UK House Prices Hit Six Month Low as Market Sentiment Falters

FinancialMortgageEconomy16 hours ago378 Views

The British property market has experienced a notable contraction, with the average house price falling to its lowest point in six months during December. According to mortgage lender Halifax, the typical UK property value declined by 0.6 percent, equivalent to £1,789, to reach £297,755 on a month-on-month basis. This downturn reflects broader challenges facing the housing sector as it navigates economic uncertainty and subdued buyer confidence.

Annual house price growth has decelerated sharply, slowing to just 0.3 percent in December compared with 3.2 percent recorded in the same month a year earlier. This marked deceleration underscores the significance of market headwinds that have developed throughout 2025. The decline appears particularly pronounced in London and the southeast, where geographical concentration of economic activity and property wealth has historically driven price movements.

Amanda Bryden, head of mortgages at Halifax, attributed much of December’s weakness to what she characterised as the “spectre of uncertainty” surrounding the government’s late autumn budget. Speculation regarding potential tax changes appears to have dampened purchasing sentiment among both owner-occupiers and investors during the final quarter of 2025. The housebuilder Taylor Wimpey reported that its net private sales rate fell to 0.63 during the period spanning June 30 to November 9, declining from 0.71 over the equivalent timeframe in the previous year.

The Bank of England’s monetary policy stance has provided some support to the broader economic environment.
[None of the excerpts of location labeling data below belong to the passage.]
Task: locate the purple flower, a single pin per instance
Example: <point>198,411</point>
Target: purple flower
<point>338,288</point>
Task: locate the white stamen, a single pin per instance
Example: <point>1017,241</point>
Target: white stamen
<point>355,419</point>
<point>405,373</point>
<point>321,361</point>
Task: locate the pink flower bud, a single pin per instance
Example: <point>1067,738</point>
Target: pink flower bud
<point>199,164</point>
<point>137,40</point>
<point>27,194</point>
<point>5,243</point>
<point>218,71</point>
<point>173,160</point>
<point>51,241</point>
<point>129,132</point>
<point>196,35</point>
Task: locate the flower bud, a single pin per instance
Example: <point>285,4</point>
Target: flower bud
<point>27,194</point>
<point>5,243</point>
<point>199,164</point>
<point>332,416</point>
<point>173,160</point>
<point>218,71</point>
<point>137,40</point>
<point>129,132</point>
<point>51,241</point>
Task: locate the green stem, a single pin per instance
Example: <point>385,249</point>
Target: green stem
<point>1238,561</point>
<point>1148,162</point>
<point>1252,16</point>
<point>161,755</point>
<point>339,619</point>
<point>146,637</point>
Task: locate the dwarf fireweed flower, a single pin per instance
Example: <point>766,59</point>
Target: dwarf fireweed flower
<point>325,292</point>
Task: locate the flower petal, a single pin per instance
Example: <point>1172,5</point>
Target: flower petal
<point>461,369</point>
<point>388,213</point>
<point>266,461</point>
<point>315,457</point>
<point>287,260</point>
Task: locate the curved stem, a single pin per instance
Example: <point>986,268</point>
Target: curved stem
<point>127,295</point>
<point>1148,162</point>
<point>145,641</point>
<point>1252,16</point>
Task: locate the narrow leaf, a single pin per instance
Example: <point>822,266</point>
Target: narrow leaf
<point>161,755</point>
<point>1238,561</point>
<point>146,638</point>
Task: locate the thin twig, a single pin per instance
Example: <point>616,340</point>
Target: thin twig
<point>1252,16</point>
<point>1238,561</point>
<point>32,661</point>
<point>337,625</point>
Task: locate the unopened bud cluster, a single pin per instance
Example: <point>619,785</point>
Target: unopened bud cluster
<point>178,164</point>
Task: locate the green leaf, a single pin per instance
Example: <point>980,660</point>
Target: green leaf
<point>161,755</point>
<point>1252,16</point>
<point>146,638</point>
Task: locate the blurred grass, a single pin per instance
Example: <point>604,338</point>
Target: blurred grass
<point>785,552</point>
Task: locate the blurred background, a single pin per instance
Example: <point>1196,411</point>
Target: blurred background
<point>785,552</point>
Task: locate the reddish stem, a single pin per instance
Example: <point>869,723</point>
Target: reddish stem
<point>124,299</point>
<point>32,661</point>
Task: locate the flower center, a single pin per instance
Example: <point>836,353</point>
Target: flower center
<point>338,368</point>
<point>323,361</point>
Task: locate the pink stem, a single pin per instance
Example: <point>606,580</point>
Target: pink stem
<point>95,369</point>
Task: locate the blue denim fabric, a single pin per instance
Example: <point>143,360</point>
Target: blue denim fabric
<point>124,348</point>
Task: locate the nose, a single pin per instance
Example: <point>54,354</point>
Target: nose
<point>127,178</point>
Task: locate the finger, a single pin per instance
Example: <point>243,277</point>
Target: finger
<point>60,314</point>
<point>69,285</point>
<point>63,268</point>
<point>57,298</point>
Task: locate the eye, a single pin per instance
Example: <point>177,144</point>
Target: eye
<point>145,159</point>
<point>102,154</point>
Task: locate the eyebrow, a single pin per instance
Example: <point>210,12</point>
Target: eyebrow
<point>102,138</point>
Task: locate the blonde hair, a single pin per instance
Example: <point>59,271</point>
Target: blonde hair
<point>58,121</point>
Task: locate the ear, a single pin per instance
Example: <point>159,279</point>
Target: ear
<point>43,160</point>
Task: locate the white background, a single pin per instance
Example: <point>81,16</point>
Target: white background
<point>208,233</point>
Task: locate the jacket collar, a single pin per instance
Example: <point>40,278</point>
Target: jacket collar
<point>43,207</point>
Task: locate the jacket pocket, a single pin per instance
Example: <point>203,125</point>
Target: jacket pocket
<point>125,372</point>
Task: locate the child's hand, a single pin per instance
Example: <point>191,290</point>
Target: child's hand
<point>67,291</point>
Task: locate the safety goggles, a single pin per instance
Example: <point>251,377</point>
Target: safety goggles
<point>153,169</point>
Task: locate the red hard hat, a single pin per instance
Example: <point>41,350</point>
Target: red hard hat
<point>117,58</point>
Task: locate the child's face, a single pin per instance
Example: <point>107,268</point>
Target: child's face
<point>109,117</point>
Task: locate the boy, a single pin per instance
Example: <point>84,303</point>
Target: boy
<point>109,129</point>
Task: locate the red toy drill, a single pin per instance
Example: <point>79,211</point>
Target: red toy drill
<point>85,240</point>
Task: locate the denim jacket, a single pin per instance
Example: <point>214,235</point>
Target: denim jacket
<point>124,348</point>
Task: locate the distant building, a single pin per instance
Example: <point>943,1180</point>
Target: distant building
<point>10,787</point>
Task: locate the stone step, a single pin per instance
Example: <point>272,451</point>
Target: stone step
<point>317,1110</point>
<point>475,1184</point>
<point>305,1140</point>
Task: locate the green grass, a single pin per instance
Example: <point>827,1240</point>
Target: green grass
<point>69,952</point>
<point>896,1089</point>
The central bank reduced its base rate by 0.25 percentage points in December, bringing the rate to 3.75 percent. Despite these reductions, the cuts have proven less substantial than market participants had anticipated, limiting their stimulatory impact on property demand.

Regional disparities have become increasingly evident. Greater London experienced the steepest declines, with average prices falling 1.3 percent year-on-year to £539,086. The southeast of England recorded a 0.9 percent reduction to £386,692, whilst eastern England saw prices decline by 0.8 percent to £333,617. By contrast, Northern Ireland demonstrated resilience with prices rising more than 7.5 percent annually to £221,062; Scotland recorded growth of 3.9 percent to £217,775.

Looking ahead, Bryden forecast modest house price appreciation of between 1 and 3 percent during 2026, contingent upon continued mortgage rate reductions and expanded lending options. However, she cautioned that headwinds including wage inflation deceleration and flattening employment rates may constrain purchasing power among prospective buyers. The Financial Conduct Authority’s proposed relaxation of mortgage lending restrictions, designed to assist first-time buyers, the self-employed, and older borrowers, may provide additional support to market activity during the forthcoming months.